1 to 2 pounds of live mole crabs
2 cups of water
2 to 3 red onions, chopped
1 tablespoon vegetable oil
1 tablepsoon butter
½ teaspoon cilantro, minced
2 to 4 more cups of water
1 cup noodles, rice, or potatoes, not cooked
flour or toasted wheat flour

Steam the crabs in a covered pan with 2 cups of water until they are tender, about 20 minutes. Remove from the stove and, with the crabs still in the broth, mash thoroughly with a potato masher. Strain through cheesecloth, retaining the broth and discarding the crabs. Next, fry the onions to a golden color in the oil and butter, and mix with the broth in a saucepan. Add the cilantro and two cups of water. Heat the broth and add either the noodles, rice, or potatoes to “stretch" the broth. Remember to add sufficient water to cook the quantity of ingredient you add. The broth and chowder may also be thickened by adding plain flour or toasted wheat flour.

Contributed by Mrs. Judie Spitsbergen, Morehead City, NC*


----------



## ez2cdave (Oct 13, 2008)




----------



## DaBig2na (Aug 7, 2011)

Dude!!! SERIOUSLY ! 
Where do you come up with this crap from? 

Where I come from ( eastern NC) we call them SAND FLEAS! aka BAIT.:fishing:

Unless I am starving on a reality show like , Naked and Afraid, Survivor, or one of the other shows that parallel those. I don't think me or anyone else would even think about eating this. You go right ahead scoop some out of a bait bucket and eat some... Let the folks know how that works out.... 'aight

I'm sure in the coming days you will get rave reviews and accolades on how well everything tasted from a copy and pasted recipe and video. NOT!


<shaking my head>


----------



## Thrifty Angler (May 5, 2002)

I was holding a nice big juicy one this morning while fishing Chicks Beach. For a moment I was thinking that it was way too big to put on the hook. I didn't hold that thought for long though.
Not saying I will "never" eat one fried. Kinda getting bored with all the stuff I've been eating for 50 something years. Not on the bucket list as of yet.

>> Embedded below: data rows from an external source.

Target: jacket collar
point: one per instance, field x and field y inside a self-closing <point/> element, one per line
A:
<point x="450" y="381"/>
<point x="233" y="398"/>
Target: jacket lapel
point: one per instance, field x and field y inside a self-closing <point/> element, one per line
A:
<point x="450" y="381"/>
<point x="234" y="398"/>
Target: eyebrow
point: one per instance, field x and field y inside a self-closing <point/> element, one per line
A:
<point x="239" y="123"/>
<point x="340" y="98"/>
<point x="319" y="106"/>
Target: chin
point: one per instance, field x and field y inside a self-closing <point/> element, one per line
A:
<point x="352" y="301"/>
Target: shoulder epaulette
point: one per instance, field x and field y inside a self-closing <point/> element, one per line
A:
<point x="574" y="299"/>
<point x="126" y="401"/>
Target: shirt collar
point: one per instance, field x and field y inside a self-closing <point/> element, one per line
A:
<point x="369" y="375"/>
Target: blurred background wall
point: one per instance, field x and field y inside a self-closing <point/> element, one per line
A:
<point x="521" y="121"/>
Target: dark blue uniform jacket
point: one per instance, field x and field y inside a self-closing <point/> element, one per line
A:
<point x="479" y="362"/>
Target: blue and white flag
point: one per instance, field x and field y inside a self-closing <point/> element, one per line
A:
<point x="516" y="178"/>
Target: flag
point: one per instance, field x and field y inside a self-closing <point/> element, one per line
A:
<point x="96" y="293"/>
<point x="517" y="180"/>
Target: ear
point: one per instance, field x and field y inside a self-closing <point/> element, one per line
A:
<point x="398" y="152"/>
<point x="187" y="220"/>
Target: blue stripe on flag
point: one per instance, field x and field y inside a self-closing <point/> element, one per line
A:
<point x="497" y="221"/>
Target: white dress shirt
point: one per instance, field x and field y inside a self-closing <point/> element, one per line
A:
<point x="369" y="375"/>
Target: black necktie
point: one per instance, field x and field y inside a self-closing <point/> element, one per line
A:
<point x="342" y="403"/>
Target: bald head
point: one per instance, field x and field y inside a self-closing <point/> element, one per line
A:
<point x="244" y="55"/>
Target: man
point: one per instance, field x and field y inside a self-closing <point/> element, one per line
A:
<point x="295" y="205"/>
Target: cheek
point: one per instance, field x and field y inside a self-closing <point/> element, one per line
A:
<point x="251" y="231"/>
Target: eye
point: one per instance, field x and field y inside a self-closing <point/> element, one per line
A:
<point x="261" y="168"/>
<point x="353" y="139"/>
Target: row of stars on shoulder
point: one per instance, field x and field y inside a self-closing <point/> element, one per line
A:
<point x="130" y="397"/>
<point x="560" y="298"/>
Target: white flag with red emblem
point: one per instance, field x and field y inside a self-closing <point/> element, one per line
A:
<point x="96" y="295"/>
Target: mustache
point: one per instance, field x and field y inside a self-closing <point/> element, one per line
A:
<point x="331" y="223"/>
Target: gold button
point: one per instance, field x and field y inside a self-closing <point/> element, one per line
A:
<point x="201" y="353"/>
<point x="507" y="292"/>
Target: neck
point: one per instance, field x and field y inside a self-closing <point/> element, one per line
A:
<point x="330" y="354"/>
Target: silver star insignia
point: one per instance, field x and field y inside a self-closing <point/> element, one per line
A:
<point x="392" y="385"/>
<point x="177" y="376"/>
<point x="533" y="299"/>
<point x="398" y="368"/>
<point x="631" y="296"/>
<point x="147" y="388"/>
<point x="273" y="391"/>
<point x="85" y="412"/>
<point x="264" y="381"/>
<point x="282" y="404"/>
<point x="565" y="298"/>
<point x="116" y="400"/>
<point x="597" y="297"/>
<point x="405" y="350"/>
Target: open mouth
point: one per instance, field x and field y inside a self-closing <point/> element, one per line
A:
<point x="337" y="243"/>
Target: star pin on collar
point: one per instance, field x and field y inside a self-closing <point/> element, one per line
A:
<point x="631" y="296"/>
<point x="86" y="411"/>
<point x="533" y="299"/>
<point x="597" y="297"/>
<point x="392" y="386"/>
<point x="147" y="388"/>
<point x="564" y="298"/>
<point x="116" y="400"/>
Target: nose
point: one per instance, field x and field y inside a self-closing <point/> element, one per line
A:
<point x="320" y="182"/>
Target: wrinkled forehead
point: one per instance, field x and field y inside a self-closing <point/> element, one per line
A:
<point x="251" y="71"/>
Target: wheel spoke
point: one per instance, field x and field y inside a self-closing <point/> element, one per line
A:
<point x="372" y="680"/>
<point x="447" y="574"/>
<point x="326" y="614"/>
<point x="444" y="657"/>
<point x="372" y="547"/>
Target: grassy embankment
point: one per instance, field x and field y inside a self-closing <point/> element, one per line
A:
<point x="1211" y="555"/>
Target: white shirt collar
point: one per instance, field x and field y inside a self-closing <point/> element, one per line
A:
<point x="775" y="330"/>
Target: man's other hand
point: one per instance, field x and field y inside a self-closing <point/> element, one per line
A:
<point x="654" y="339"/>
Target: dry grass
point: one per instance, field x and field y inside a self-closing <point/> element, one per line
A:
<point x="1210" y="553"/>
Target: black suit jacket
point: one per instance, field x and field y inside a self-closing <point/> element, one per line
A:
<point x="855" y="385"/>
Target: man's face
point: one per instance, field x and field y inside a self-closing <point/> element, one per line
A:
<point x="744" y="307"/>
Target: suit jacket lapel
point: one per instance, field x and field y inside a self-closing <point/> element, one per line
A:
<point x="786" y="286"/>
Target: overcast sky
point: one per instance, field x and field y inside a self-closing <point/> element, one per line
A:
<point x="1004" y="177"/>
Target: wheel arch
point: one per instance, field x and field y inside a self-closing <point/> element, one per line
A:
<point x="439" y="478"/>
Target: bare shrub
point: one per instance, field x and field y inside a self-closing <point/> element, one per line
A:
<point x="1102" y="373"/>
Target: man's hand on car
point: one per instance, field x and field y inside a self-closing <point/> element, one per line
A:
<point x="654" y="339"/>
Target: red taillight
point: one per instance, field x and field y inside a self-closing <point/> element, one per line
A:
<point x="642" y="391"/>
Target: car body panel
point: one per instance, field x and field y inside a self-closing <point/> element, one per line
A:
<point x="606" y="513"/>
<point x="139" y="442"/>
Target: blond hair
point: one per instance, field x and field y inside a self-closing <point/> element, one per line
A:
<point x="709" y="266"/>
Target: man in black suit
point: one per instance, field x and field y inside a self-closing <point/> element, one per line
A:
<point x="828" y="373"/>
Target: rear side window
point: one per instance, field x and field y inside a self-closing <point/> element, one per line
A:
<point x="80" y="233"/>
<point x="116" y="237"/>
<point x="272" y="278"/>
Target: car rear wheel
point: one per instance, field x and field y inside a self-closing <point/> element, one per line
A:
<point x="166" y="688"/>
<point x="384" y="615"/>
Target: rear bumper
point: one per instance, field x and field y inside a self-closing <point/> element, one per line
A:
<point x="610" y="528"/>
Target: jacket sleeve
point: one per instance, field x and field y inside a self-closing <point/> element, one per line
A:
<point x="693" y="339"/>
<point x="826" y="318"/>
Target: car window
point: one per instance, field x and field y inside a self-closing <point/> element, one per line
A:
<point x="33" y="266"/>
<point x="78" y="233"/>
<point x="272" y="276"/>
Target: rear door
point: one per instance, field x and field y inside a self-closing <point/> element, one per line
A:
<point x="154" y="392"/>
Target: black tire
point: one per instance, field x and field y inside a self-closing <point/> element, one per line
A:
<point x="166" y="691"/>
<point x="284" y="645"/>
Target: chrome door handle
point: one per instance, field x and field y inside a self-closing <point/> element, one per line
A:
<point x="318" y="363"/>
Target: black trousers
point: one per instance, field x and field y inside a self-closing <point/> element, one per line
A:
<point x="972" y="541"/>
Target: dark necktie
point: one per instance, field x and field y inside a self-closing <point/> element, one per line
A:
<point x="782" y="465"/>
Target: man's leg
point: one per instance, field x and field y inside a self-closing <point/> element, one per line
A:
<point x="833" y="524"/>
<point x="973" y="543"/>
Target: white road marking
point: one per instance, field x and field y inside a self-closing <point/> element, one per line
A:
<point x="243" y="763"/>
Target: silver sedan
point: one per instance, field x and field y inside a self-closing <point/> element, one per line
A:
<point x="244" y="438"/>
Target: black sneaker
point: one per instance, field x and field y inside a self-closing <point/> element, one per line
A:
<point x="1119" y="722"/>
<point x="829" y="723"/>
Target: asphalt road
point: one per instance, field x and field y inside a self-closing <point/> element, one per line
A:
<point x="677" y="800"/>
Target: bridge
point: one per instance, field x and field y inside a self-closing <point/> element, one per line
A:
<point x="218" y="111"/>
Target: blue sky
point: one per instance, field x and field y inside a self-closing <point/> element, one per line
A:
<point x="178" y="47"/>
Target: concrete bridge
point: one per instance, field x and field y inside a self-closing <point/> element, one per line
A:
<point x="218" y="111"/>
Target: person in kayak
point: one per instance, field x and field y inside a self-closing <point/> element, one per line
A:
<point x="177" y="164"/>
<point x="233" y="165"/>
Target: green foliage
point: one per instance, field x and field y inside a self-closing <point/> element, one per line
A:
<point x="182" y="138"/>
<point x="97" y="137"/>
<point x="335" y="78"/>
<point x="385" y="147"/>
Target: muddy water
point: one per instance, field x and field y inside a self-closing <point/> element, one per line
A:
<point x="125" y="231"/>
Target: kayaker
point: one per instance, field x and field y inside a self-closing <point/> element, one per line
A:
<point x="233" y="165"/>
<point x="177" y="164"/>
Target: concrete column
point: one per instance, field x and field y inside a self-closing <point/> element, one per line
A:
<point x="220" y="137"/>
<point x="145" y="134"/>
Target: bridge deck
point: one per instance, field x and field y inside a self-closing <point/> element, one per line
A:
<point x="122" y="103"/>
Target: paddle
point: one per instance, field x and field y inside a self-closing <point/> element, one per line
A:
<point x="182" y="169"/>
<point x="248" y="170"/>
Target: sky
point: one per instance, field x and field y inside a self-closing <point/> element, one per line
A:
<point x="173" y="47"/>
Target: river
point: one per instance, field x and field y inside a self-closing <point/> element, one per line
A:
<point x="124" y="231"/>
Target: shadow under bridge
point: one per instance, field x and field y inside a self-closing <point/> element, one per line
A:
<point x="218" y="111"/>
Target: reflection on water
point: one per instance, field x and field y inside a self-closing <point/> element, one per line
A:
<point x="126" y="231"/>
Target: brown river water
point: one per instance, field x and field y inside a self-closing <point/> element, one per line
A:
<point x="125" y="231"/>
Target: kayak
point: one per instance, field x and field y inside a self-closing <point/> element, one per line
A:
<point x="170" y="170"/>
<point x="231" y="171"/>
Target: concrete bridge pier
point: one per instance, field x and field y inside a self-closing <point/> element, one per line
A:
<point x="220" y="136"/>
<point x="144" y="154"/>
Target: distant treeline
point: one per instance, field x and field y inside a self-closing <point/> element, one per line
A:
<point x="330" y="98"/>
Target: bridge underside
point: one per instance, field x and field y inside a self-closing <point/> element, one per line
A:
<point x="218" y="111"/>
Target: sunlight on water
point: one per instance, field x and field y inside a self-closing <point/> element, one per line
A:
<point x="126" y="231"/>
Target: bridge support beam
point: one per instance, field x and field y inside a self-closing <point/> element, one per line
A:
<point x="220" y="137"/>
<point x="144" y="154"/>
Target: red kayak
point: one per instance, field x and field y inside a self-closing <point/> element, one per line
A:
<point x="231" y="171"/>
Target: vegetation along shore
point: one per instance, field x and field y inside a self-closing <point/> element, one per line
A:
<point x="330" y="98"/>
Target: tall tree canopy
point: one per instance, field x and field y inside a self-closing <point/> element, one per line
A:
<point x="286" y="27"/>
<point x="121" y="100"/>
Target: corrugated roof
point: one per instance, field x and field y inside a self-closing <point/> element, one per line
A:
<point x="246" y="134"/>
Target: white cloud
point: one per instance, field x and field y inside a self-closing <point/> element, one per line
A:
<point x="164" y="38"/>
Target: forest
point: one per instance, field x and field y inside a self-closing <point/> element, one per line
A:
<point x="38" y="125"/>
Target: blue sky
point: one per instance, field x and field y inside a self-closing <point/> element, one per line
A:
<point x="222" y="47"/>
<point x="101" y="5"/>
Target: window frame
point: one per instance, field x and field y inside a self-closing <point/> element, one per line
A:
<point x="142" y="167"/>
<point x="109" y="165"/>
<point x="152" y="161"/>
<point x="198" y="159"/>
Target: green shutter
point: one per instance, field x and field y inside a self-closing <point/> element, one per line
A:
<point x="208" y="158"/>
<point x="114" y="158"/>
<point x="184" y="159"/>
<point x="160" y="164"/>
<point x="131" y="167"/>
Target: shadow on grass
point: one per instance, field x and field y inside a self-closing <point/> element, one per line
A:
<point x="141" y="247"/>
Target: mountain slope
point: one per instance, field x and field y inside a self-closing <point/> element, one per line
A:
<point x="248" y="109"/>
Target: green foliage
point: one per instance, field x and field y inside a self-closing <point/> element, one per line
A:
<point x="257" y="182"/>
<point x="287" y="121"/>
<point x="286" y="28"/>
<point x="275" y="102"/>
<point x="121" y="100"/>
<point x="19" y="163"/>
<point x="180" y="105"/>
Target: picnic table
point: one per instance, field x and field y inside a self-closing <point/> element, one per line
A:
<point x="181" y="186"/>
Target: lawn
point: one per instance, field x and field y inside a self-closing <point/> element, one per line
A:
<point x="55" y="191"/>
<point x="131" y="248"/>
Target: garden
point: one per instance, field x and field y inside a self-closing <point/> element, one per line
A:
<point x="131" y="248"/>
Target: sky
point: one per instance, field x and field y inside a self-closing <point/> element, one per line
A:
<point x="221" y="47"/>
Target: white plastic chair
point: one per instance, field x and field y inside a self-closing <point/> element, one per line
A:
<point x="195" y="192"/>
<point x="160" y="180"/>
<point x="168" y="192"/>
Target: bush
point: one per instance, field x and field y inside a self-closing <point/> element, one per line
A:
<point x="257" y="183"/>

http://www.pierandsurf.com/fishing-forum/showthread.php?57869-Mole-Crab-Poppers/page2

http://www.pierandsurf.com/fishing-forum/showthread.php?83828-Sand-fleas-no-joke

http://www.pierandsurf.com/fishing-forum/showthread.php?68972-Sand-Flea-Delight


----------



## andypat (Jan 7, 2004)

We all tried to eat steamed sand fleas at a New Years party at a friends house in FL. They were nasty. We were a drinking a little that night. LOL!:beer:


----------



## wdbrand (May 24, 2007)

dabig2na said:


> dude!!! Seriously !
> Where do you come up with this crap from?
> 
> Where i come from ( eastern nc) we call them sand fleas! Aka bait.:fishing:
> ...


x2


----------



## sand flea (Oct 24, 1999)

I saw some show on Travel or the Food Network a few years ago where they were cooking what were clearly sand fleas in Thailand or somewhere nearby. I've kind of always wanted to try it. Just like smoking bunker. Seriously. I have terrible judgment.


----------